Hyun Song Shin, a South Korean economic theorist and financial economist who is the Economic Adviser and Head of Research of the Bank for International Settlements, mentions that the principle behind traditional money is that when more people accept it, it becomes accepted by the society going with the motto “more the merrier” while modern cryptocurrencies do not follow that. Instead, it is the miner and those who pay the miner that decide which currency to generate, and it also spends a huge amount of money among those who are involved in mining the cryptocurrencies thus making it “more the sorrier.” Another problem is that if the capacity is increased then there will be less fees for the miners and they might be dissuaded. Therefore, too narrow or too wide are the two extremes that would render cryptocurrencies problematic to the economy.
The report says that even currencies like Bitcoin, well known and widely accepted, should give the world the assurance that it is mined genuinely and there is no deception whatsoever:
“Yet delivering on this promise hinges on a set of assumptions: that honest miners control the vast majority of computing power, that users verify the history of all transactions and that the supply of the currency is predetermined by a protocol.”

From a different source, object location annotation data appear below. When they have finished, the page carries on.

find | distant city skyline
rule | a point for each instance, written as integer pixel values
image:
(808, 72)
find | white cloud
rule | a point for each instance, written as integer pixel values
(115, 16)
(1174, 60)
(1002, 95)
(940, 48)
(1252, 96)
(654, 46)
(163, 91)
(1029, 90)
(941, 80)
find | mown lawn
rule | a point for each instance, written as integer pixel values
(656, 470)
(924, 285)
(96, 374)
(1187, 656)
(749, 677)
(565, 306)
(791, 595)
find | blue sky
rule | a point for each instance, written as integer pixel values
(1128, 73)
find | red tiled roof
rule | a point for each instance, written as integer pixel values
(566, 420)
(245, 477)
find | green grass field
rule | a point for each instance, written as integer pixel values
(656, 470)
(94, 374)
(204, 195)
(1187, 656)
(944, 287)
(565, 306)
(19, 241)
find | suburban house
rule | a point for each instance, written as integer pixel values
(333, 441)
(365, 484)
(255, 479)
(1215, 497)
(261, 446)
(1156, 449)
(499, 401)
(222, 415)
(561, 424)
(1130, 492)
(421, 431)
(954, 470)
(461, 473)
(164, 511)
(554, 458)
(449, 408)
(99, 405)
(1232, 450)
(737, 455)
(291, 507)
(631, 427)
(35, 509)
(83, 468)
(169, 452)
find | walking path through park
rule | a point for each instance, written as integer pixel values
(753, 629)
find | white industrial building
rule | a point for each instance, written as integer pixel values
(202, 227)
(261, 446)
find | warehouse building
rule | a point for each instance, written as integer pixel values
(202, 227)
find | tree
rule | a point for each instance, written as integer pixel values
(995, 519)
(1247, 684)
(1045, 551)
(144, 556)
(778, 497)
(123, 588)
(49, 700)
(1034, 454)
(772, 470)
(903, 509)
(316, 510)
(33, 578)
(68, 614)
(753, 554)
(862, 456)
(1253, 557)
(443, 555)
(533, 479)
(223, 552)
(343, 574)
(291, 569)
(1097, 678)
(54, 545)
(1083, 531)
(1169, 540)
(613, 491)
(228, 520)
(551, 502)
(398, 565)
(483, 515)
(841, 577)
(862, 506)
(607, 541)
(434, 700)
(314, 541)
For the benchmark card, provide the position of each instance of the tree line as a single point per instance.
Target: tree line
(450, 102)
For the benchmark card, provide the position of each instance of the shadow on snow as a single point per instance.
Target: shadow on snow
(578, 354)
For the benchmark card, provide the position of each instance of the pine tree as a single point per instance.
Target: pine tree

Another major problem the report focuses on is the effect of crypto mining on the environment:
“Individual facilities operated by miners can host computing power equivalent to that of millions of personal computers. At the time of writing, the total electricity use of bitcoin mining equalled that of mid-sized economies such as Switzerland, and other cryptocurrencies also use ample electricity. Put in the simplest terms, the quest for decentralised trust has quickly become an environmental disaster.”
Another point of inadequacy of cryptocurrencies is that they do not scale like sovereign moneys. If a cryptocurrency to be a decentralized currency, each and every user should download and verify every transaction made in the history of the currency. Taking Bitcoin as an example, standing roughly at 170 gigabytes, it has practical limitations to verify it in the said manner.
Congestion and the resulting queuing to enter records of blockchain-based cryptocurrencies is yet another scalability issue according to the BIS Annual Economic Report named “Cryptocurrencies: looking beyond the hype.”
“The second key issue with cryptocurrencies is their unstable value. This arises from the absence of a central issuer with a mandate to guarantee the currency’s stability,” according to the report. Since cryptocurrencies are generated by a predetermined protocol their value cannot be adjusted by a central bank or an issuer by controlling the flow of currency.
Mr. Shin says that although cryptocurrencies like Bitcoin cannot be still used as traditional money, distributed ledger technology may have other uses and applications, and until it is fully usable authorities should keep an eye on them in order to prevent abuses during the experimentation stage.